Василий Иванович недоуменно пожал плечами и растерянно улыбнулся:
— Не знаю, Катенька. Это я так сказал, по наитию, что ли. Беспокоит меня, что он как-то об обществе не думает. Нужно через общество на личность влиять, а он через личность на общество. Ты как думаешь, прав я, что сомневаюсь?
Ответить Екатерина Павловна не успела: в дверь постучали. Василий Иванович накинул пиджак, вышел открыть.
— Вам кого?
— Это я, Вася. Я, Иван, не узнаешь?
— Ваня? Какими судьбами?
Братья расцеловались. Василий Иванович раздел позднего и неожиданного гостя, провел в комнату.
— Катенька, это Ваня, вот не ожидали мы, правда? А это жена моя, Ваня, Екатерина Павловна. Ты почему здесь? И время позднее, и не каникулы. Случилось что в доме?
— А где… где Дарья Терентьевна? — не отвечая, спросил Иван, странным, растерянным взглядом обведя комнату. — Она что же, не приезжала?
— Кто должен был приехать, Иван?
— Дашенька не приезжала?
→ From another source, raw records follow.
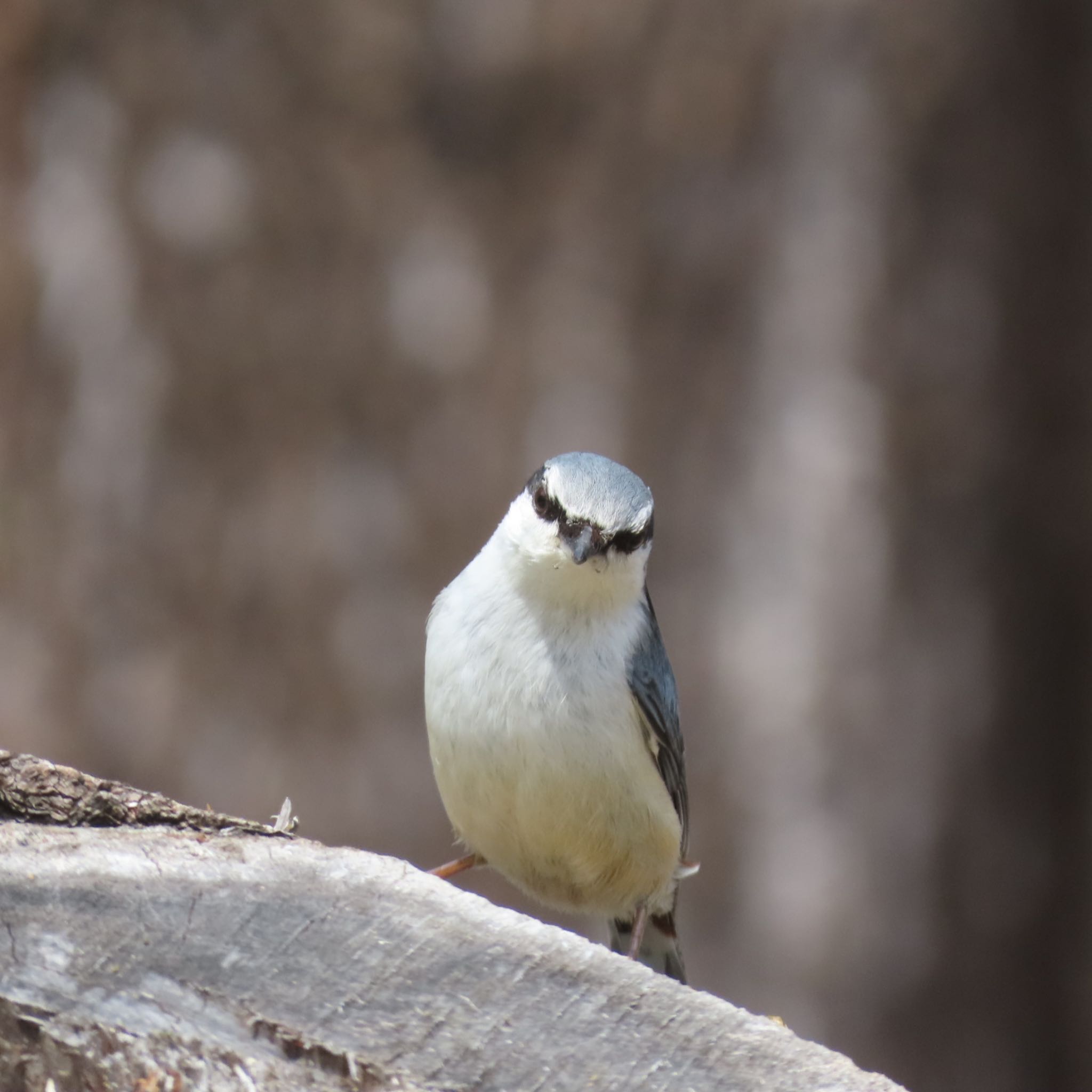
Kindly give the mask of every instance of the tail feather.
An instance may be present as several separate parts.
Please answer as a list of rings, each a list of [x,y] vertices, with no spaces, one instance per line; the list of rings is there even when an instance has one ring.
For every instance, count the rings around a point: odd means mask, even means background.
[[[629,954],[629,942],[633,935],[633,922],[616,917],[610,922],[610,950]],[[686,983],[686,968],[682,951],[675,931],[675,914],[651,914],[641,938],[641,950],[637,957],[645,966],[666,974],[676,982]]]

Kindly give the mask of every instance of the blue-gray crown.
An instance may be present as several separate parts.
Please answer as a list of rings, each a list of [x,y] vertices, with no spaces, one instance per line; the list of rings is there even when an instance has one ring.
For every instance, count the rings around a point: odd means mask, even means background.
[[[545,486],[567,522],[586,522],[607,535],[630,532],[651,537],[652,490],[605,455],[571,451],[547,459],[531,475],[527,492],[534,497],[539,486]]]

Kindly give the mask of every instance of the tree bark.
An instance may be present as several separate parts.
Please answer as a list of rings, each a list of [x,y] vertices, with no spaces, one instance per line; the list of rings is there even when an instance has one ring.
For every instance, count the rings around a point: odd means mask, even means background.
[[[839,1089],[774,1020],[331,848],[0,752],[0,1087]]]

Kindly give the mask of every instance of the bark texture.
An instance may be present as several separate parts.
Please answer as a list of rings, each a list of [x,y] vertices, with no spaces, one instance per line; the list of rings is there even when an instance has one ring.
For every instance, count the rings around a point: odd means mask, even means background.
[[[0,758],[0,802],[12,1092],[895,1092],[402,860],[26,757]]]

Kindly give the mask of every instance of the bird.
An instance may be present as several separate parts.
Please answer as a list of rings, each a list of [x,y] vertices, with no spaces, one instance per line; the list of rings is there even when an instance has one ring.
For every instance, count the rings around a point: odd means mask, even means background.
[[[686,982],[678,693],[645,580],[653,500],[586,451],[548,459],[436,597],[425,719],[467,853],[533,900],[602,915],[614,951]]]

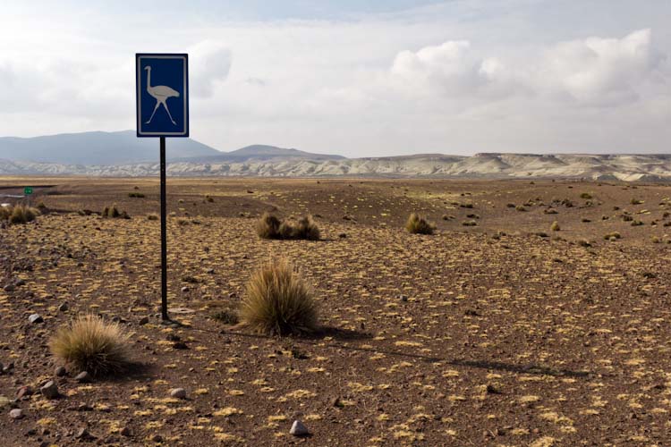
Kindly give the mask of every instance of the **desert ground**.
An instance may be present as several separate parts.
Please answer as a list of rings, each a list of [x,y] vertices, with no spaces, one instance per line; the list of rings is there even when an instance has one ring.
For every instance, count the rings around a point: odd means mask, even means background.
[[[156,179],[0,179],[23,186],[42,215],[0,229],[3,445],[671,445],[667,185],[170,178],[179,325],[157,316]],[[113,204],[131,218],[97,214]],[[259,239],[267,211],[311,214],[321,240]],[[408,233],[412,212],[436,233]],[[213,318],[279,257],[319,333]],[[80,313],[121,321],[138,367],[56,377],[47,342]]]

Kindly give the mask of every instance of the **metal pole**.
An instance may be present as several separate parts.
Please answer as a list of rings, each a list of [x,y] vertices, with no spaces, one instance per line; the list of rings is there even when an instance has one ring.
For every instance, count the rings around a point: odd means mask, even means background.
[[[166,225],[166,137],[161,137],[161,318],[167,321],[167,229]]]

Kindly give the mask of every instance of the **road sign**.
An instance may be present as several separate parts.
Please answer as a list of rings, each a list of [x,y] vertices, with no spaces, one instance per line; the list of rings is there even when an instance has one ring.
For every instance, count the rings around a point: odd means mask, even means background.
[[[135,55],[138,137],[189,136],[189,55]]]
[[[166,137],[189,136],[189,55],[135,55],[138,137],[160,138],[161,318],[167,311]]]

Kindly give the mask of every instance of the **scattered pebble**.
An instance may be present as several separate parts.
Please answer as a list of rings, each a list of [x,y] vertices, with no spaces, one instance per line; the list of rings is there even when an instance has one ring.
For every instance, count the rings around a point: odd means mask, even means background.
[[[289,430],[289,434],[293,434],[294,436],[305,436],[307,434],[310,434],[310,431],[308,430],[308,427],[303,425],[302,422],[296,419],[293,421],[293,424],[292,425],[291,430]]]
[[[170,396],[175,399],[186,399],[186,390],[183,388],[173,388],[170,390]]]
[[[28,385],[21,386],[19,391],[16,392],[16,399],[21,401],[24,397],[28,397],[32,394],[32,388]]]
[[[91,375],[89,375],[88,371],[81,371],[74,377],[74,380],[80,384],[89,384],[92,382]]]
[[[58,387],[53,380],[48,381],[39,389],[42,395],[47,399],[55,399],[59,396]]]
[[[44,318],[42,318],[42,316],[39,314],[32,314],[30,316],[28,317],[28,321],[35,325],[37,323],[43,323]]]
[[[96,439],[96,436],[91,434],[86,428],[82,428],[77,432],[77,434],[75,434],[74,437],[77,439]]]

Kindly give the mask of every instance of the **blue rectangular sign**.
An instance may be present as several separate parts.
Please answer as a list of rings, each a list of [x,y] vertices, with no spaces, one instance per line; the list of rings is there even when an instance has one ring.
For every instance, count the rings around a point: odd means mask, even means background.
[[[138,137],[189,136],[189,55],[135,55]]]

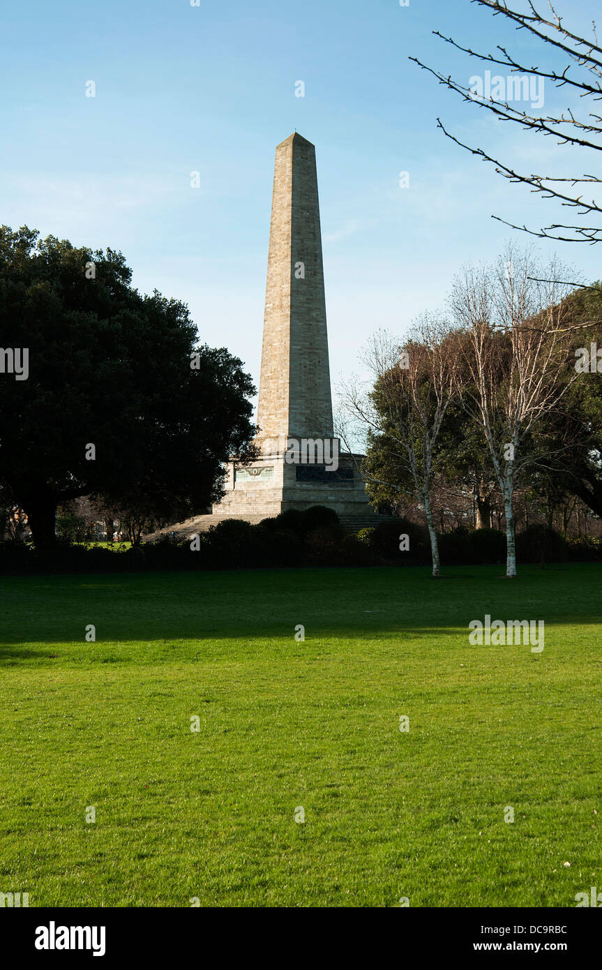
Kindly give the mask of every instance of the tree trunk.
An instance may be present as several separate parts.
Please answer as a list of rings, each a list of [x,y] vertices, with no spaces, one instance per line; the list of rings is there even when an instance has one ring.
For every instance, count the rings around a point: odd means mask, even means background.
[[[428,497],[425,496],[425,514],[427,516],[427,525],[428,526],[428,535],[430,537],[430,554],[432,556],[432,575],[439,575],[439,543],[437,542],[437,534],[435,532],[434,523],[432,521],[432,511],[430,510],[430,502]]]
[[[517,574],[517,545],[514,534],[512,511],[512,490],[504,489],[504,509],[506,513],[506,576],[514,579]]]
[[[491,503],[490,501],[490,492],[484,482],[479,483],[479,490],[476,494],[477,500],[477,529],[491,528]]]
[[[27,525],[31,530],[34,545],[36,549],[51,549],[56,545],[55,518],[56,518],[55,498],[33,499],[23,504],[23,509],[27,515]]]

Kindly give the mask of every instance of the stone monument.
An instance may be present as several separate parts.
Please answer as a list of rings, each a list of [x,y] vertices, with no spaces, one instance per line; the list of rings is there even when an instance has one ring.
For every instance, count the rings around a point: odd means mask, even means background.
[[[374,514],[358,456],[333,436],[316,152],[297,133],[276,147],[257,424],[261,457],[229,464],[213,521],[316,504]]]

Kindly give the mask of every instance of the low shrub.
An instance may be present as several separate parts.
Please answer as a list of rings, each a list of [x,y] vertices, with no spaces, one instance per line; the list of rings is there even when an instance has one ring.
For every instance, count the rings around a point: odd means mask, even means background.
[[[517,534],[518,563],[565,563],[566,542],[559,533],[547,526],[529,526]]]

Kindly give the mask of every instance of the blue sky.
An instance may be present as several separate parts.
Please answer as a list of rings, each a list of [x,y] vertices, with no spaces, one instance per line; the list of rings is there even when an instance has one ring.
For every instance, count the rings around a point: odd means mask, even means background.
[[[579,32],[597,6],[558,0],[557,9]],[[495,122],[421,72],[408,55],[464,83],[484,70],[435,29],[487,51],[507,43],[543,63],[524,32],[469,0],[9,5],[0,221],[120,249],[141,290],[187,303],[202,339],[228,346],[257,379],[274,147],[297,128],[317,150],[336,384],[361,372],[374,330],[402,335],[441,306],[463,263],[494,258],[513,236],[528,242],[491,213],[534,228],[566,221],[449,142],[437,115],[522,171],[575,175],[595,164]],[[568,98],[546,88],[546,111]],[[602,276],[597,247],[556,251],[584,278]]]

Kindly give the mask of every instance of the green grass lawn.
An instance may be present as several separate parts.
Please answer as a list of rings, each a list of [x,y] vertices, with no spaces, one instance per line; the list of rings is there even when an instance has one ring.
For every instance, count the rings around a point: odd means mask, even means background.
[[[602,889],[602,568],[502,573],[3,578],[0,891],[572,907]],[[470,646],[486,613],[545,620],[543,653]]]

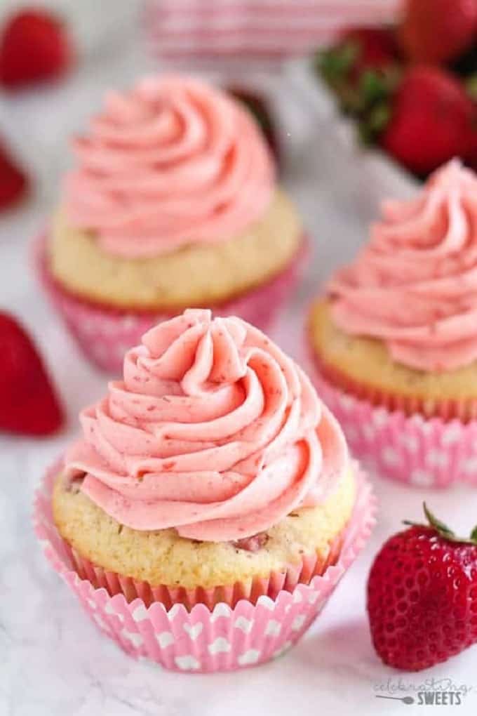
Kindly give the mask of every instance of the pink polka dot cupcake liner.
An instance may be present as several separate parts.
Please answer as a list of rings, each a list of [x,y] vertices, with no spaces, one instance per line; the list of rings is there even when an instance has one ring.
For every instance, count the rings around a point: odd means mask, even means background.
[[[150,328],[172,314],[107,309],[68,293],[48,269],[46,240],[46,234],[37,240],[34,258],[36,273],[52,306],[92,363],[106,372],[120,372],[126,351],[139,343]],[[238,316],[268,332],[300,280],[308,247],[308,240],[304,236],[292,261],[275,278],[232,301],[210,307],[217,315]]]
[[[318,367],[309,374],[335,415],[354,455],[383,478],[419,488],[477,487],[477,420],[426,418],[376,407],[333,385]]]
[[[34,524],[47,559],[78,597],[84,609],[106,635],[128,654],[147,658],[166,669],[186,672],[233,671],[276,658],[295,644],[315,621],[335,586],[364,547],[375,523],[375,499],[364,474],[358,470],[358,492],[352,517],[343,533],[335,563],[308,584],[292,579],[274,598],[261,594],[213,607],[196,603],[151,601],[142,598],[141,585],[118,575],[97,574],[89,563],[78,562],[59,536],[51,514],[53,483],[61,462],[50,468],[36,493]],[[89,565],[88,566],[87,565]],[[89,578],[87,572],[89,572]],[[287,571],[299,574],[294,566]],[[98,580],[104,578],[104,586]],[[265,580],[267,583],[270,580]],[[243,586],[244,594],[248,588]],[[174,591],[168,598],[173,601]]]

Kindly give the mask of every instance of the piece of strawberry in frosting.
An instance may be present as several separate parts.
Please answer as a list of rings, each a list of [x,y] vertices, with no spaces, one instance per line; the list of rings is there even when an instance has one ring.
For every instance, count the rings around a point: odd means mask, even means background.
[[[338,486],[342,432],[296,364],[238,318],[188,310],[126,354],[81,415],[67,476],[119,523],[241,540]]]
[[[126,257],[229,239],[262,217],[275,187],[273,160],[250,112],[190,77],[149,77],[109,92],[74,148],[68,220]]]
[[[336,324],[412,368],[477,359],[477,176],[454,160],[410,201],[387,201],[355,263],[328,290]]]

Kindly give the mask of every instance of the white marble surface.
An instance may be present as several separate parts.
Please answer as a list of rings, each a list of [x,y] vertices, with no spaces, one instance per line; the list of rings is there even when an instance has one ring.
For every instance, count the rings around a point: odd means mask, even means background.
[[[419,517],[424,497],[438,513],[466,531],[477,522],[475,491],[461,488],[428,495],[376,480],[378,526],[325,613],[285,657],[235,674],[175,674],[132,661],[97,632],[44,559],[30,522],[34,490],[44,468],[77,431],[80,407],[102,394],[104,379],[77,353],[39,294],[29,270],[29,242],[54,203],[68,163],[70,132],[97,107],[104,87],[126,84],[147,67],[130,32],[119,43],[99,43],[56,87],[0,97],[0,131],[9,135],[39,180],[29,203],[0,218],[0,304],[34,334],[69,418],[67,430],[54,440],[0,437],[1,716],[420,713],[421,706],[375,698],[378,692],[391,695],[388,690],[398,688],[400,678],[403,696],[413,695],[426,679],[464,685],[471,690],[463,705],[441,706],[440,712],[475,714],[477,647],[421,674],[385,668],[370,643],[364,596],[373,554],[400,528],[403,518]],[[315,247],[299,295],[276,331],[284,347],[296,354],[300,316],[310,296],[333,267],[353,253],[380,197],[407,187],[375,161],[337,142],[333,127],[318,120],[303,94],[284,87],[280,97],[290,150],[285,180]]]

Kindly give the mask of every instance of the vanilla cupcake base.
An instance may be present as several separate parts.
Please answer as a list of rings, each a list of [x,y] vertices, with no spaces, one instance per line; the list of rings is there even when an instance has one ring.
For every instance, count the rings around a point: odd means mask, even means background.
[[[34,262],[51,305],[92,363],[109,373],[120,372],[126,350],[139,343],[149,329],[174,314],[111,309],[68,293],[49,271],[47,243],[46,234],[37,239]],[[308,239],[302,236],[297,251],[280,274],[232,301],[205,307],[212,308],[218,315],[238,316],[267,332],[298,283],[308,253]]]
[[[53,493],[53,516],[74,555],[104,570],[152,588],[165,585],[185,599],[188,592],[210,589],[222,601],[223,591],[232,597],[240,585],[238,596],[245,589],[247,598],[253,601],[255,581],[273,574],[270,589],[278,591],[285,588],[290,571],[296,572],[297,581],[306,582],[333,561],[355,498],[355,479],[348,468],[323,504],[295,510],[260,536],[255,551],[233,542],[185,539],[173,529],[154,532],[124,527],[77,486],[67,485],[61,474]]]
[[[409,415],[463,422],[477,417],[477,362],[439,372],[397,363],[383,341],[338,328],[326,299],[311,307],[308,338],[321,373],[345,393]]]
[[[323,374],[309,335],[308,373],[340,423],[353,455],[380,477],[421,488],[477,487],[477,420],[408,415],[408,404],[376,406]]]
[[[184,306],[219,305],[267,284],[298,251],[298,215],[280,189],[263,216],[235,236],[191,243],[157,256],[129,257],[104,251],[91,232],[53,218],[48,270],[67,293],[109,309],[175,314]]]
[[[48,471],[35,501],[35,531],[46,556],[97,626],[122,649],[180,672],[232,671],[283,654],[321,611],[375,521],[375,500],[359,472],[356,500],[336,563],[309,584],[290,585],[290,591],[282,589],[274,599],[262,595],[255,604],[244,599],[234,607],[222,601],[213,609],[205,604],[190,611],[181,604],[170,609],[159,602],[147,606],[139,590],[128,601],[122,591],[112,596],[105,586],[79,576],[52,518],[53,485],[59,469],[56,463]],[[114,575],[105,574],[104,579],[107,584]]]

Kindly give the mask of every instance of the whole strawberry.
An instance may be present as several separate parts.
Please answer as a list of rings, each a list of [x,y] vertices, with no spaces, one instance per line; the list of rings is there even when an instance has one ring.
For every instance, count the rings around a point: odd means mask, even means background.
[[[398,36],[411,60],[446,63],[476,42],[477,0],[407,0]]]
[[[416,67],[391,100],[381,145],[412,172],[427,175],[467,156],[475,138],[476,105],[458,79],[438,67]]]
[[[63,74],[72,60],[63,25],[45,11],[26,9],[12,16],[0,37],[0,84],[14,90]]]
[[[388,539],[368,582],[375,649],[406,671],[445,662],[477,642],[477,528],[461,540],[426,504],[424,511],[428,524]]]
[[[0,142],[0,211],[9,209],[21,199],[28,180]]]
[[[0,312],[0,430],[47,435],[63,414],[31,339],[17,321]]]

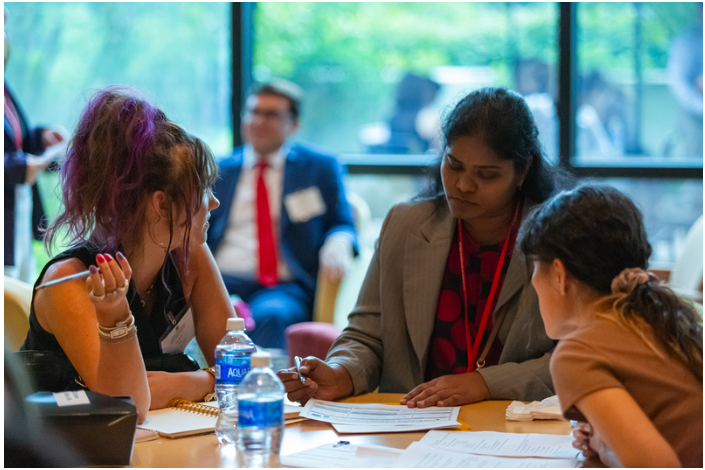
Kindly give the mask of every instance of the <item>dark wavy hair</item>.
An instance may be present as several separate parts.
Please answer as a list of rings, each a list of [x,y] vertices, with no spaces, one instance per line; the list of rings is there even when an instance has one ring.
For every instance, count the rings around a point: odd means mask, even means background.
[[[520,189],[529,201],[541,203],[560,185],[570,184],[567,173],[559,172],[546,162],[539,131],[526,101],[518,93],[501,87],[475,90],[461,99],[443,118],[443,149],[429,168],[429,185],[418,198],[445,196],[441,164],[448,148],[460,137],[479,135],[503,160],[514,164],[517,173],[529,166]]]
[[[97,92],[83,111],[61,164],[63,210],[48,227],[47,249],[63,233],[69,244],[102,252],[136,247],[145,221],[145,202],[155,191],[166,195],[173,243],[172,205],[188,215],[218,175],[208,146],[187,133],[128,87]],[[186,263],[193,217],[183,224],[177,259]],[[65,232],[64,232],[65,231]]]
[[[603,296],[601,307],[632,326],[643,320],[661,346],[702,382],[702,318],[645,270],[651,255],[642,215],[610,186],[557,194],[525,220],[518,243],[527,259],[559,259],[575,279]]]

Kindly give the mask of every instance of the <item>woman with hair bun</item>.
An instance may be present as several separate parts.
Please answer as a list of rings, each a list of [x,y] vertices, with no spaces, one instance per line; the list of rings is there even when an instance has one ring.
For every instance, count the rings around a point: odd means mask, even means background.
[[[23,345],[65,363],[53,391],[131,396],[140,422],[176,396],[212,396],[212,373],[174,359],[185,359],[195,334],[212,365],[235,316],[205,244],[216,177],[208,147],[134,90],[93,96],[61,165],[63,211],[45,239],[64,236],[71,248],[36,285],[90,275],[35,290]]]
[[[702,317],[645,271],[642,216],[608,186],[558,194],[531,214],[551,375],[573,445],[609,466],[703,466]]]

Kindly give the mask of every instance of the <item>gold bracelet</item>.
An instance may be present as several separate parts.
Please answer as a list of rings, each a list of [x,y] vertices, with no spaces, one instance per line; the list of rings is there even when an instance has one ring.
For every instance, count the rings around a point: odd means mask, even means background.
[[[116,344],[116,343],[122,343],[125,341],[128,341],[129,339],[137,336],[137,327],[133,324],[126,329],[124,334],[121,334],[120,336],[111,336],[107,335],[105,333],[102,333],[99,331],[98,338],[100,339],[101,343],[105,344]]]
[[[130,315],[126,319],[117,322],[113,327],[103,326],[98,323],[98,334],[101,337],[118,339],[125,336],[133,326],[135,326],[135,317],[132,316],[130,312]]]
[[[205,369],[201,369],[201,372],[208,372],[213,376],[213,390],[206,393],[206,396],[203,397],[203,400],[201,401],[213,401],[215,400],[215,369],[212,367],[207,367]]]

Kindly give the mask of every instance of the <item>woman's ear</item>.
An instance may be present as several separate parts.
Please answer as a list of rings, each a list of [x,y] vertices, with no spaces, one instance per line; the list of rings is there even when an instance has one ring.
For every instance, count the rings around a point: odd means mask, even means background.
[[[524,168],[524,171],[521,173],[521,176],[519,177],[519,189],[521,189],[522,186],[524,186],[524,182],[526,181],[526,177],[529,174],[529,170],[531,169],[531,165],[534,164],[534,156],[529,155],[529,157],[526,159],[526,167]]]
[[[566,271],[565,265],[561,260],[556,258],[553,260],[551,267],[556,289],[561,295],[566,295],[566,292],[568,292],[568,271]]]
[[[166,204],[166,194],[164,191],[154,191],[149,196],[149,201],[147,203],[147,210],[149,213],[153,214],[155,221],[158,221],[162,217],[169,218],[169,210]]]

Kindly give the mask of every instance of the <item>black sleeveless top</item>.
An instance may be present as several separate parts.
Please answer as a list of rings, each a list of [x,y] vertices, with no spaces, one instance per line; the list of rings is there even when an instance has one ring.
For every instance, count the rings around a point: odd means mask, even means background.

Так и не приезжала совсем? Ну скажите же, правду мне скажите!
— Никто не приезжал, — растерянно сказала Екатерина Павловна. — Что с вами, Ваня?
Странно обмякнув, Иван обессиленно опустился на стул, закрыв лицо руками. Супруги испуганно переглянулись.
— Кто должен был приехать, Иван? — спросил Василий Иванович. — Ну что же ты молчишь?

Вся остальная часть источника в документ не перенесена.